J Cook (0002019573@MCIMAIL.COM)
Tue, 1 Oct 1996 06:46:00 EST

-- [ From: Jesse S. Cook III * EMC.Ver #2.3 ] --

-------- REPLY, Original message follows --------

Date: Monday, 30-Sep-96 11:02 PM

From: sholmes \ Internet: (
From: sholmes \ Internet: (
To: Multiple recipients of list ANTHRO-L \ Internet:

Subject: Levels of Consciousness

This is a phrase without adequate definition, rather like Wade's use of the
term "better". In discussing the idea of "Levels of Consciousness, I would
suggest considering Gregory Bateson's ideas about learning. It may be
profitable to consider such "levels" in terms of the degrees of complexity
one's mind (ooops, another one of those terms) is capable of dealing with (ie
contexts within contexts).

Taken from this perspective, a person's "level of consciousness" is not a
function of the technology of that person's culture but entirely that of the
individual's capabilities. I would consider a Shaman to have attained a higher
"level of consciouness" than the average member of a tribe, as an example.

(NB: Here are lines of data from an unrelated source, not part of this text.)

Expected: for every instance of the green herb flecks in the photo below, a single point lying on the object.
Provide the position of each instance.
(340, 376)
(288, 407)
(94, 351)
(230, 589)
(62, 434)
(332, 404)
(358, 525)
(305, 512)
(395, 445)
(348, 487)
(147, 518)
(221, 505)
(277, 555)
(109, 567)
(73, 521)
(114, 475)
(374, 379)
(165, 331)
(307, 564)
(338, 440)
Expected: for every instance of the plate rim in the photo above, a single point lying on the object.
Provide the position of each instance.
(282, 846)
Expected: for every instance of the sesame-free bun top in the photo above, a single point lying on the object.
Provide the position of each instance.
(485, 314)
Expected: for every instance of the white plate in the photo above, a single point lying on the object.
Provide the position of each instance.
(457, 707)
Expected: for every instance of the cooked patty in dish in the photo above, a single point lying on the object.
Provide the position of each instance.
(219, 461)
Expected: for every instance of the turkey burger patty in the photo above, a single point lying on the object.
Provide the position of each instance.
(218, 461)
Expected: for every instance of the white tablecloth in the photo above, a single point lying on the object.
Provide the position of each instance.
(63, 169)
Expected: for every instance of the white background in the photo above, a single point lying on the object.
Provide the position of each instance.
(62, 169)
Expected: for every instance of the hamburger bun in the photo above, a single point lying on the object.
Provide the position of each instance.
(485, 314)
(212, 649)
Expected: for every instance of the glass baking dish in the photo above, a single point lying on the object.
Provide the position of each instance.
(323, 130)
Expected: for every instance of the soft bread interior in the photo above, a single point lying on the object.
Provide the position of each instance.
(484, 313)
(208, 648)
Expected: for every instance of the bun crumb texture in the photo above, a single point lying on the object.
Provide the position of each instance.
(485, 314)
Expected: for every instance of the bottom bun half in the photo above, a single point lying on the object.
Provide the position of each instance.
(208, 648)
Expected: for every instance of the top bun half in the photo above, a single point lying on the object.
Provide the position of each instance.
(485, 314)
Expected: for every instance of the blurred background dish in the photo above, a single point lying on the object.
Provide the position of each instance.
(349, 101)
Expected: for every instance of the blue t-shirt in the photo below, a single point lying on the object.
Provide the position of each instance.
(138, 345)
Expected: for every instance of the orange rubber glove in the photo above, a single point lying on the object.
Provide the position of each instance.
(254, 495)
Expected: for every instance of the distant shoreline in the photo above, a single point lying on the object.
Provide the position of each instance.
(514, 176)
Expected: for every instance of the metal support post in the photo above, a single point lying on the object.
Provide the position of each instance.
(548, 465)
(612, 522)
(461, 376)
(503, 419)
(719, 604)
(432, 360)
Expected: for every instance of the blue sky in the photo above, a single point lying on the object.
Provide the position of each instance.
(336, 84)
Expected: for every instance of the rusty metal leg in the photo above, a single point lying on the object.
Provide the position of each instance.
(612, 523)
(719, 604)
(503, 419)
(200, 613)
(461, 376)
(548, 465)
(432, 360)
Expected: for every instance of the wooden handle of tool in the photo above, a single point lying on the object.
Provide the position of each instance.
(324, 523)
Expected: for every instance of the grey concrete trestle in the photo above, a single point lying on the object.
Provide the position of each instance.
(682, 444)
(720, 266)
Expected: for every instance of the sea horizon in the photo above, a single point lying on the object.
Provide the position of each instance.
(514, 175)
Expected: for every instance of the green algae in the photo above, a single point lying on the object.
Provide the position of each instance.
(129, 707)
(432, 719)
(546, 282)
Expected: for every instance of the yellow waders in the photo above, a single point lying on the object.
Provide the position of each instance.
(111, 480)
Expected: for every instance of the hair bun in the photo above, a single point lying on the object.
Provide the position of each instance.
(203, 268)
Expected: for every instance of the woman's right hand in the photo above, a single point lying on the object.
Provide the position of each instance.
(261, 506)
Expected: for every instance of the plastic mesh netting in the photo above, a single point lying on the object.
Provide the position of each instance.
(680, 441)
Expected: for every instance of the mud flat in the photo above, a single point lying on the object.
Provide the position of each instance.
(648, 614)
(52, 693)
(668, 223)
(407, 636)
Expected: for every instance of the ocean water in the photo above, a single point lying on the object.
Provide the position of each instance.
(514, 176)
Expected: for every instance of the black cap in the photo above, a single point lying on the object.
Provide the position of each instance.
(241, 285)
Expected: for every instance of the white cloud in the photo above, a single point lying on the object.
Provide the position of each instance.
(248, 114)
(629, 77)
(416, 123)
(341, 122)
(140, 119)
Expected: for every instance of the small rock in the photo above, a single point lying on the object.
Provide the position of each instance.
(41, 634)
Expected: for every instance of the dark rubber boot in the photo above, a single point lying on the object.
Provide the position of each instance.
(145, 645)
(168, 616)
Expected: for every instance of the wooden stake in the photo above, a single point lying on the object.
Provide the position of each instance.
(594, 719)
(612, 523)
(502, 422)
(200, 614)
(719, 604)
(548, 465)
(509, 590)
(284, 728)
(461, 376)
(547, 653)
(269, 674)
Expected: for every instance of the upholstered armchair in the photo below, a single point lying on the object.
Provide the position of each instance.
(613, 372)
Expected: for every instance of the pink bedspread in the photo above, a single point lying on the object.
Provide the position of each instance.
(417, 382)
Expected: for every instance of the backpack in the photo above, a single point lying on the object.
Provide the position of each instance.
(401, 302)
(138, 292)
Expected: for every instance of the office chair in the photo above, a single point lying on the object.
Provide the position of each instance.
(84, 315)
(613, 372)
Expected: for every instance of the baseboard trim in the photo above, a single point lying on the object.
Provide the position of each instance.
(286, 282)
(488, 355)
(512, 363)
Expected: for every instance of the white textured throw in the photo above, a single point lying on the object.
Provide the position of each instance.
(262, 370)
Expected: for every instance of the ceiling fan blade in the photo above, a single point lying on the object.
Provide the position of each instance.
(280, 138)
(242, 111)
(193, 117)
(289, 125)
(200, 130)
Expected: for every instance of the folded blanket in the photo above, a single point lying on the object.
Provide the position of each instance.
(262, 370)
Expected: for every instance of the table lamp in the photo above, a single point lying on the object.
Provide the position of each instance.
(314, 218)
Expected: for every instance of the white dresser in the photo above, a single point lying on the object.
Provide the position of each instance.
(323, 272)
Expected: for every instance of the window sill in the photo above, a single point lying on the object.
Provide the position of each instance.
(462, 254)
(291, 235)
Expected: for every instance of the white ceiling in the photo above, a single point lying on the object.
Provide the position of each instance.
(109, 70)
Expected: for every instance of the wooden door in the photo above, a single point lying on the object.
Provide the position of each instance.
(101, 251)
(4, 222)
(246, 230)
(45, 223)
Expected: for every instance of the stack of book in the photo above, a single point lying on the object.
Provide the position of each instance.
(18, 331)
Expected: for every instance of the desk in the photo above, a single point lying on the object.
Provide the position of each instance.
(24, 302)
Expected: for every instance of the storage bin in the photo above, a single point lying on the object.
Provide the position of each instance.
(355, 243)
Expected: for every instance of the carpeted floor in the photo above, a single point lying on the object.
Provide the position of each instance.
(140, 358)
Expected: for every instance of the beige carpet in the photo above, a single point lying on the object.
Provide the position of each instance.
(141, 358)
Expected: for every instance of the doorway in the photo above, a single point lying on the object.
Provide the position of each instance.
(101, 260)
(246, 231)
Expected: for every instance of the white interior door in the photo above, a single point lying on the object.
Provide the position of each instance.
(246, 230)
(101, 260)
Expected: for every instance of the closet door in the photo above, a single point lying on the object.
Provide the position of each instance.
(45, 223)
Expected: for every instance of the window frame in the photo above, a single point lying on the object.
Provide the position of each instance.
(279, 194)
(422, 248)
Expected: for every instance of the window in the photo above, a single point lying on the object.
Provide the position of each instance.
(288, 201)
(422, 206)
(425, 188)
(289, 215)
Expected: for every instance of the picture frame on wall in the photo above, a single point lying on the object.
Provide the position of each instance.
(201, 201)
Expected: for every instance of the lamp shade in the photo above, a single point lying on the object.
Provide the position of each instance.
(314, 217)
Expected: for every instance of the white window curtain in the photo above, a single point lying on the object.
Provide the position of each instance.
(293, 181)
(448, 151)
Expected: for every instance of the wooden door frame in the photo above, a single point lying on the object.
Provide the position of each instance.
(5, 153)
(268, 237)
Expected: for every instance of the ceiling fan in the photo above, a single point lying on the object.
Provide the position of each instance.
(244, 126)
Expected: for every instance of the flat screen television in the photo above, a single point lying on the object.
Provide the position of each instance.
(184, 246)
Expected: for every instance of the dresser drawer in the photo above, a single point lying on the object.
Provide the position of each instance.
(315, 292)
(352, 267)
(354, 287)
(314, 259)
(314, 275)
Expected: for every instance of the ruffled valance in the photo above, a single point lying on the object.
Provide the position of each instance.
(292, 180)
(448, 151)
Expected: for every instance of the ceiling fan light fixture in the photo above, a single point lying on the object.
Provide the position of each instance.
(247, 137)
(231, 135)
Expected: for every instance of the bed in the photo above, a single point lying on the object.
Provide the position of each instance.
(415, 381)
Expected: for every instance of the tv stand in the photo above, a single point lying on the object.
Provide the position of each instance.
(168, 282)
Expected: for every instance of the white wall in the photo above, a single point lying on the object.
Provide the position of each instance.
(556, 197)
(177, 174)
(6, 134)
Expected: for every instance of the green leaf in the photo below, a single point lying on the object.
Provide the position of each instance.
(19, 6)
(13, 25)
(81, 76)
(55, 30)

I
would consider someone like Stephen Hawking to have reached a higher "level of
consciousness" because of his ability to handle highly abstract concepts "in
his head". Indeed, I would consider both of these, the Shaman and Mr. Hawking,
to have reached a higher "level of consciousness" than the average person
walking around the streets of the U.S.A.

But then, I am a Cretan and all Cretans are liars...

Scott Holmes

-------- REPLY, End of original message --------

Have you read Bateson's *Steps to an Ecology of Mind* and *Mind and Nature: A
Necessary Unity*? The former was the first book that was recommended to me by
an anthropology colleague when I started studying the subject of the evolution
of human consciousness over ten years ago.